歩けども歩けども、ならったナナカマドの木が見当たりません。
キコはたしかこのあたりだったと覚えていました。
でもあのあかい実が見えてきません。
もう誰かがキコより先にナナカマドをごっそり取って行ってしまったのでしょうか。
キコはもしかしたら記憶違いだったかもしれないと森の奥へとさらに入って行きました。
おつかいのものはあとナナカマドだけなのです。
すると木々の合間からちいさな小屋が煙突から煙を吹いてたっているのが見えてきました。
キコはまたおかしいな、と小首をかしげました。
こんなところに小屋なんか今まで無かったのです。
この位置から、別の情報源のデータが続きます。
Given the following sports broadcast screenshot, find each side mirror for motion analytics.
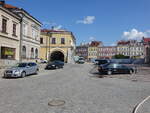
[26,66,30,68]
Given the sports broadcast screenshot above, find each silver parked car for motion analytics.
[4,62,39,78]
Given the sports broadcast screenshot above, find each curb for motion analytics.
[132,96,150,113]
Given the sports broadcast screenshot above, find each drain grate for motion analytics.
[48,99,65,106]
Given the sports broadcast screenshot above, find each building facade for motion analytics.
[10,8,41,61]
[0,2,21,66]
[88,41,102,61]
[40,29,76,63]
[143,37,150,64]
[76,44,88,59]
[98,46,117,59]
[1,1,42,61]
[117,40,144,58]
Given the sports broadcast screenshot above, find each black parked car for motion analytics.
[98,63,134,75]
[45,61,64,69]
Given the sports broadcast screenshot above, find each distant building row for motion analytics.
[0,1,41,65]
[76,37,150,63]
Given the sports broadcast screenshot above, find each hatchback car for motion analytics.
[4,62,39,78]
[98,63,134,75]
[45,60,64,69]
[95,59,110,65]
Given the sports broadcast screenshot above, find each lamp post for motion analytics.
[19,13,24,62]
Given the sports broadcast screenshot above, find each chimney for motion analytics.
[52,26,54,30]
[0,0,5,7]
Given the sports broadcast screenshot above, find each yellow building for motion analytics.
[40,29,76,63]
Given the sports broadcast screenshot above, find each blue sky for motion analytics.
[6,0,150,45]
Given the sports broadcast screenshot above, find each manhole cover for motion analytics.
[132,79,138,82]
[48,99,65,106]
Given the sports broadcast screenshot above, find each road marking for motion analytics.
[132,96,150,113]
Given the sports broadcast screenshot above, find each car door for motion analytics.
[28,63,34,74]
[121,65,129,73]
[113,64,121,73]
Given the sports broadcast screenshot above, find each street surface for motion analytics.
[0,64,150,113]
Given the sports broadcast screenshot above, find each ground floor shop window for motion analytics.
[1,47,16,59]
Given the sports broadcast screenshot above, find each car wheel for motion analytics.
[21,72,26,78]
[107,70,112,75]
[129,69,133,74]
[35,69,39,75]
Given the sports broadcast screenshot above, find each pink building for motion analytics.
[98,46,117,59]
[143,37,150,63]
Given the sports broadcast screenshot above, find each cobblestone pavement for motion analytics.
[91,65,150,82]
[0,64,150,113]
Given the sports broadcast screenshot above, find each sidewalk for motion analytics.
[0,64,46,77]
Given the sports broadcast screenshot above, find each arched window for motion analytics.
[22,46,26,58]
[35,48,38,58]
[31,48,34,58]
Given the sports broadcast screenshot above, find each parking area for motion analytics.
[0,64,150,113]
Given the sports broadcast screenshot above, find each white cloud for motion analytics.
[123,29,150,40]
[76,16,95,24]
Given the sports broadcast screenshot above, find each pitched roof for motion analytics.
[143,37,150,42]
[0,1,17,9]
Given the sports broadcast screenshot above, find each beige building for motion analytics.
[40,29,76,63]
[10,8,41,61]
[4,3,42,61]
[88,41,102,61]
[0,2,21,66]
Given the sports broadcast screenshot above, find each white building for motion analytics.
[0,2,21,66]
[5,2,42,60]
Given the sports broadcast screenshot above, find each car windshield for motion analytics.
[79,58,84,60]
[13,63,27,67]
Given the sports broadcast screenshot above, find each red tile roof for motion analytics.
[117,40,130,45]
[90,41,101,47]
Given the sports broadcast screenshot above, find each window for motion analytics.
[61,38,65,44]
[23,23,28,35]
[31,48,34,58]
[40,38,43,44]
[22,46,26,58]
[35,48,38,58]
[52,38,56,44]
[13,24,16,36]
[2,19,7,33]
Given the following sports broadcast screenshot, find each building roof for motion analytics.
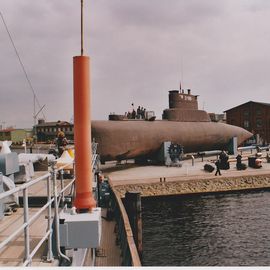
[36,121,73,127]
[224,100,270,112]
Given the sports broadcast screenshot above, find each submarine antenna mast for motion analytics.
[73,0,96,212]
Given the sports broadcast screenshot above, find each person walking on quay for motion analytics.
[215,159,221,175]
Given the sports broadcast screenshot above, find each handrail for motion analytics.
[0,143,98,266]
[0,159,75,266]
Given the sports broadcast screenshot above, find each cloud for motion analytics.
[0,0,270,126]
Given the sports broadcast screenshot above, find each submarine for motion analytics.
[92,89,253,163]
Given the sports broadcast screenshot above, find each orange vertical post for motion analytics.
[73,56,96,212]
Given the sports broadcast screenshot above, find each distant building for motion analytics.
[208,113,226,123]
[0,128,33,144]
[225,101,270,144]
[34,119,74,142]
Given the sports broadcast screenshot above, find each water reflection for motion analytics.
[142,191,270,266]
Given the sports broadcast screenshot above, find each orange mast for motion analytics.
[73,0,96,212]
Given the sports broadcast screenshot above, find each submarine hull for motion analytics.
[92,120,253,162]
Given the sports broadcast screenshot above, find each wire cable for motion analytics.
[0,11,46,119]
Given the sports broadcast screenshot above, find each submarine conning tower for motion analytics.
[162,89,211,122]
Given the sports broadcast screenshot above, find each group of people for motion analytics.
[215,150,230,175]
[125,104,146,119]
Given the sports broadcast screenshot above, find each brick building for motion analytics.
[34,119,74,142]
[225,101,270,144]
[0,128,33,144]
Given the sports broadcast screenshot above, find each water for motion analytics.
[142,191,270,266]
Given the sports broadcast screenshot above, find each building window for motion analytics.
[244,111,249,117]
[256,119,262,128]
[256,109,262,115]
[244,120,249,128]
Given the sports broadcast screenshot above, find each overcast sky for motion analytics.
[0,0,270,127]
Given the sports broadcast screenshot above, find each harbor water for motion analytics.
[142,191,270,266]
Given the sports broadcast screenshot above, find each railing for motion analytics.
[110,185,141,266]
[0,163,75,266]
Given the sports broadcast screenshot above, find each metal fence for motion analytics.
[0,163,75,266]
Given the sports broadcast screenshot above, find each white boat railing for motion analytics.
[0,143,99,266]
[0,162,75,266]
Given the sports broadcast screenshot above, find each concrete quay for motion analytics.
[101,155,270,197]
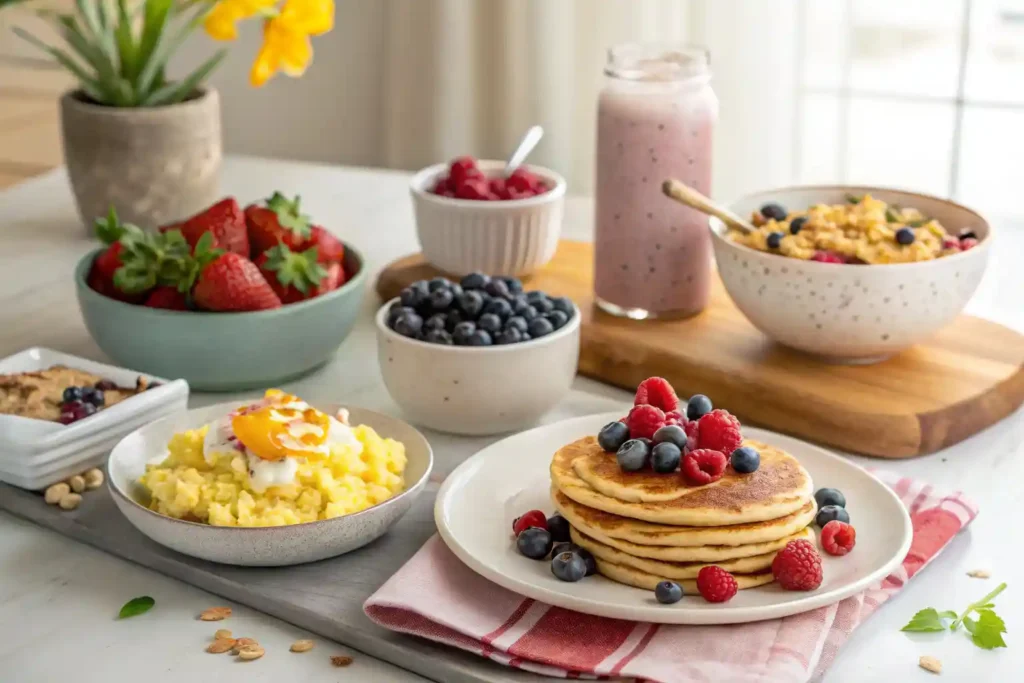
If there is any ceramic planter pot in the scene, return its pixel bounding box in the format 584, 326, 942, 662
60, 89, 221, 233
見たことがありません。
でも小屋の前の庭はこぎれいに整えられて、あたかも昔からそこにあったかのようにどこもかしこも手入れが行き届いています。
「あ!」
そしてキコはその庭にスダジイもクリもギンナンもアケビもあることに気付きました。
その庭は小屋の裏の方へも続いています。もしかしたら、この家の庭にはキコの探しているナナカマドもあるかもしれません。
森に住むみんなのおきてをこの小屋に住む人が守っていれば庭に囲っている木の実も分けてもらえるでしょう。
キコはその小屋の戸を叩いてみることにしました。